Chopping up chopping boards

Up until now I have been extruding HDPE onto foam board because it was the only thing that it sticks to well enough. However, it has a couple of failings: It is not strong enough to completely resist the warping caused by the HDPE and it is not reusable because the surface gets ripped off.

I have tried many other surfaces including various woods and metals (with and without primer), melamine and several other types of foam board but nothing worked. Obviously HDPE sticks to HDPE so I decided to investigate that further.

My first idea was to use a thin sheet of HDPE cut from a milk bottle. This makes a nice surface to extrude onto but the problem is holding it down. I first stuck it down with double sided tape but the heat melts the glue. Sticking it to a sheet of aluminium to take the heat away improved matters and I was able to get slightly less warping than with foam board.

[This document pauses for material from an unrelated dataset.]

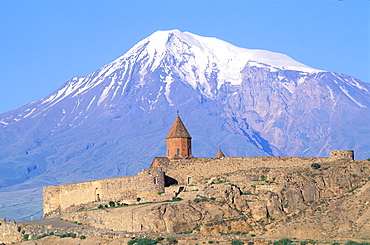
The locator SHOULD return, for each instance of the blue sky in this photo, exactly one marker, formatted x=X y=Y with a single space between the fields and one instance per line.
x=46 y=43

To compare the warping on different base materials I made a test shape that is a 40mm x 10mm x 20mm open box with 1mm walls and measured how much the corners lift using a simple jig.



With foam board I was getting 0.83mm lift between corners and the middle. With HDPE stuck to aluminium I got 0.76mm. Not much better because the glue of the sticky tape stretches under the curling force.

I needed a thick HDPE base and I had heard that plastic kitchen chopping boards are made from HDPE. I bought a new one from ASDA which looks like this :-



It is 5mm thick, opaque and quite rigid. I realised it was very different from the other chopping boards we have which I think came from IKEA.



These are 10mm thick and made from a softer, more translucent plastic. To find out which was HDPE I used the flow chart on this website www.texloc.com/ztextonly/clplasticid.htm. I concluded the thin hard one from ASDA is HDPE and the thicker softer one from IKEA is PP. HDPE seems to stick equally well to both of them but the HDPE one warped a bit when it was only held down with masking tape, so I decided to go with the PP one. I cut it up and bolted it down to my XY-table. It was a bit curved due to years of dishwasher use but bolting it down pulled it flat.



Surprisingly, if I lay down a raft at 200°C it sticks well but can be easily prized off again with a penknife. The board is marked slightly but it can be reused over and over again.



I extrude the object at 240°C so that it welds to the raft and itself, and I turn the fan on after the first layer so that the object cools to room temp as fast as possible.

The board is strong enough to hold the object completely flat while it is attached but when it is removed it does still curl a bit. I measured 0.44mm on my jig so that is about half the curling I was getting with foam board. Other than extruding onto a convex surface, I think that is the best that can be achieved for that shape with HDPE at room temperature. Here are the three tests side by side :-



Next I will look at different solid shapes to see if they warp more or less.

1 comment:

  1. nice! that looks really good!!!

    i'm going to have to go out and get a cutting board. keep up the good research... this stuff is super helpful.